The report also cited a UN announcement made the same day stating that the world body will move about 600 of its international staff members in Afghanistan following an October 28 Taliban attack in a Kabul guesthouse that killed five UN workers. Those Taliban militants were dressed as policemen. The UN said that some of the non-essential staff will be relocated, while others will leave the country.

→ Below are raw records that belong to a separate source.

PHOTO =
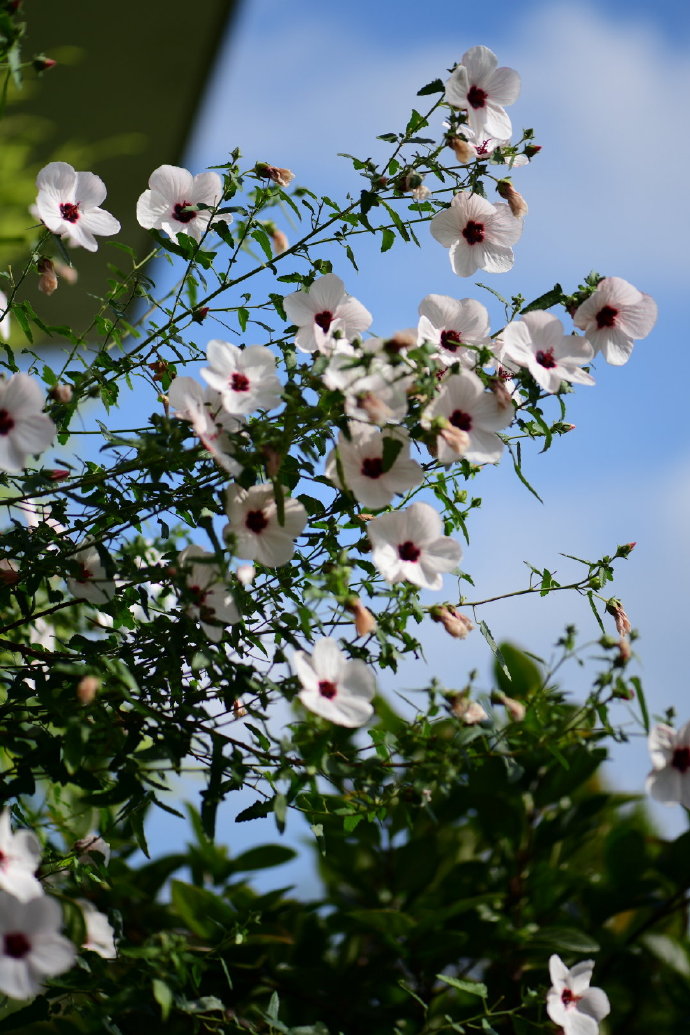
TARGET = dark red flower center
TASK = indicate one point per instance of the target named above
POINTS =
(69, 211)
(372, 467)
(256, 521)
(6, 422)
(324, 320)
(681, 759)
(606, 317)
(17, 944)
(477, 96)
(546, 358)
(451, 339)
(180, 214)
(474, 232)
(459, 418)
(408, 551)
(327, 688)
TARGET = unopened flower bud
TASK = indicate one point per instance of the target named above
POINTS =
(463, 151)
(159, 367)
(68, 273)
(90, 845)
(279, 241)
(273, 460)
(514, 708)
(468, 711)
(282, 177)
(61, 392)
(456, 624)
(8, 572)
(246, 573)
(48, 282)
(364, 620)
(41, 63)
(516, 202)
(456, 439)
(375, 408)
(615, 608)
(87, 689)
(503, 397)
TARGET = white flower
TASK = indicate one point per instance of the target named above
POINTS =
(409, 545)
(452, 326)
(538, 343)
(68, 201)
(24, 427)
(323, 308)
(31, 947)
(212, 603)
(245, 378)
(99, 934)
(613, 316)
(481, 89)
(463, 402)
(669, 779)
(92, 583)
(170, 204)
(477, 234)
(204, 409)
(334, 687)
(361, 461)
(571, 1003)
(4, 322)
(20, 855)
(253, 523)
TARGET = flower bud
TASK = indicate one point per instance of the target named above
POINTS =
(245, 573)
(87, 689)
(282, 177)
(68, 273)
(48, 282)
(41, 63)
(8, 572)
(615, 608)
(468, 711)
(514, 708)
(463, 152)
(273, 460)
(90, 844)
(61, 392)
(453, 622)
(364, 620)
(375, 408)
(279, 241)
(516, 202)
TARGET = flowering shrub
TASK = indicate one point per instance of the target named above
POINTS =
(465, 840)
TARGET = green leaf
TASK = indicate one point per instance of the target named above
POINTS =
(264, 856)
(163, 997)
(435, 87)
(473, 987)
(565, 939)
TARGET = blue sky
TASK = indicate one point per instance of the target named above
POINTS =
(605, 89)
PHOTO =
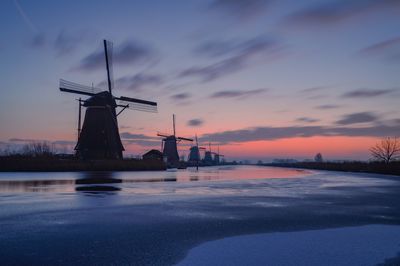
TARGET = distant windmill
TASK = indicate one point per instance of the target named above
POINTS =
(194, 155)
(208, 156)
(99, 137)
(217, 156)
(169, 146)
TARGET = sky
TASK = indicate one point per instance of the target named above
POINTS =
(262, 79)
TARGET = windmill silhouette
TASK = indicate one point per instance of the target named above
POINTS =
(99, 137)
(194, 155)
(169, 146)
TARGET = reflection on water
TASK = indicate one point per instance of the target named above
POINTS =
(117, 181)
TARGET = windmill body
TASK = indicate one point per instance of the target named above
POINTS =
(99, 137)
(194, 154)
(170, 149)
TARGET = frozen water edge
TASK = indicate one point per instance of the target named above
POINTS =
(362, 245)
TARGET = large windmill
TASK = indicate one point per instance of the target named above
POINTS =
(99, 137)
(169, 146)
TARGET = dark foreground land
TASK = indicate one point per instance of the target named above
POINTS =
(157, 223)
(54, 164)
(392, 168)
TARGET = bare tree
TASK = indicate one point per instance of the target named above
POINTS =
(387, 150)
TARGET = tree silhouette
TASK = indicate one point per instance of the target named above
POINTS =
(387, 150)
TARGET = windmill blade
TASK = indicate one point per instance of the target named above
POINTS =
(72, 87)
(108, 52)
(162, 135)
(137, 104)
(180, 138)
(135, 100)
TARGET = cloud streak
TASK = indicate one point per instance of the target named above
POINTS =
(238, 58)
(276, 133)
(241, 9)
(367, 93)
(307, 120)
(356, 118)
(128, 53)
(195, 122)
(330, 12)
(236, 93)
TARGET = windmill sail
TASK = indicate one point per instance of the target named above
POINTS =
(99, 137)
(137, 104)
(72, 87)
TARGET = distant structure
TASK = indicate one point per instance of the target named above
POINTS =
(169, 146)
(194, 155)
(153, 155)
(212, 158)
(99, 137)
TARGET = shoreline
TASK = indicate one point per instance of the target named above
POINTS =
(376, 245)
(75, 165)
(160, 228)
(349, 167)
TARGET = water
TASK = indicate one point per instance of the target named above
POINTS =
(46, 191)
(154, 218)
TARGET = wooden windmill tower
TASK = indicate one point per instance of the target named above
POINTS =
(169, 146)
(194, 155)
(99, 137)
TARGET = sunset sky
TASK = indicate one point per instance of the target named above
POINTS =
(262, 78)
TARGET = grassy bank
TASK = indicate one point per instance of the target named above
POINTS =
(392, 168)
(52, 164)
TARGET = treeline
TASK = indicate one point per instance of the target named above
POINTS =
(392, 168)
(55, 164)
(43, 157)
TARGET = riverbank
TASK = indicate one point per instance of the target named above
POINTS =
(155, 222)
(392, 168)
(52, 164)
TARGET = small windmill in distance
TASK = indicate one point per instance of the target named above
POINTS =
(169, 146)
(194, 155)
(99, 137)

Speaking at London’s International Institute for Strategic Studies (IISS) on October 1, U.S. Army General Stanley McChrystal, the commander of U.S. and NATO forces in Afghanistan, outlined what his forces must do differently to contain the Taliban insurgency: “We must gain the initiative by reversing the perceived momentum of the insurgents. We must seek rapid growth of Afghan national security forces, and that is the army and the police, and we must improve their effectiveness and our own through closer partnering, and this means we must plan together, live together, operate together and take advantage of each other's strengths as we move forward.” (Emphasis added.)

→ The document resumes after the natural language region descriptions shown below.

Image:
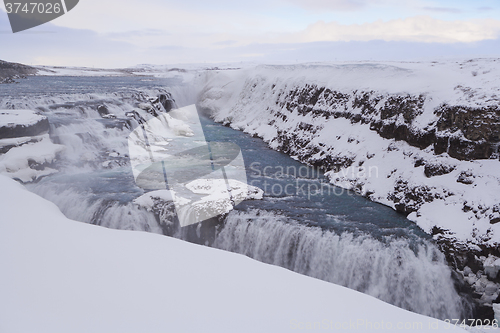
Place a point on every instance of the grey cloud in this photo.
(443, 10)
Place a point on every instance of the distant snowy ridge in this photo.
(63, 276)
(408, 135)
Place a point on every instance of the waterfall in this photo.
(417, 279)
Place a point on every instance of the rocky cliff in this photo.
(422, 138)
(10, 71)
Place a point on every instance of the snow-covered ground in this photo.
(289, 107)
(29, 155)
(59, 275)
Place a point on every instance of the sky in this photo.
(123, 33)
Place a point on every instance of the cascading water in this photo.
(95, 185)
(415, 279)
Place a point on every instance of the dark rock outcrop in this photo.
(19, 130)
(10, 71)
(464, 133)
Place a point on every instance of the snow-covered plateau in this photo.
(422, 138)
(60, 275)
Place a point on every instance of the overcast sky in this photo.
(120, 33)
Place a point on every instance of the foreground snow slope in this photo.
(59, 275)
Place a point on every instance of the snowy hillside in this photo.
(421, 138)
(63, 276)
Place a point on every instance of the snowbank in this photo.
(63, 276)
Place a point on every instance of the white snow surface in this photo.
(39, 149)
(242, 98)
(19, 117)
(61, 276)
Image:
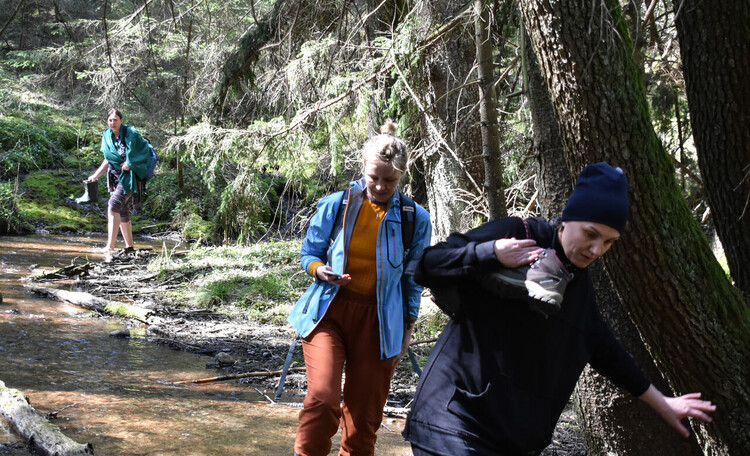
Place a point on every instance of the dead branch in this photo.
(91, 302)
(34, 428)
(109, 59)
(236, 376)
(423, 341)
(12, 16)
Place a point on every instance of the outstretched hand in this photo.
(687, 406)
(675, 409)
(512, 252)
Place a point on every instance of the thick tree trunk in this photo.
(612, 423)
(43, 436)
(493, 168)
(715, 46)
(693, 321)
(452, 159)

If helping the growth of Afghan security forces — a substantial component of which includes the nation’s Taliban-infiltrated police — is a key component of General McChrystal’s strategy for transforming Afghanistan into a stable nation free from Taliban and al-Qaeda influence, perhaps he and his Commander-in-chief should reevaluate his strategy.

We suggest considering the viewpoints of two legislators, British MP Paul Flynn (quoted above) and U.S. Rep. Ron Paul, who said in his Texas Straight Talk column of October 13 titled “Saving Face in Afghanistan”:

It is no coincidence that the more troops we send the worse things get. Things are getting worse precisely because we are sending more troops and escalating the violence. We are hoping that good leadership wins out in Afghanistan, but the pool of potential honest leaders from which to draw have been fleeing the violence, leaving a tremendous power vacuum behind. War does not quell bad leaders. It creates them. And the more war we visit on this country, the more bad leaders we will inadvertently create.

The time for Americans to listen to reason rather than rhetoric about "fighting terrorism" concerning the wars in Afghanistan and Iraq is long past due.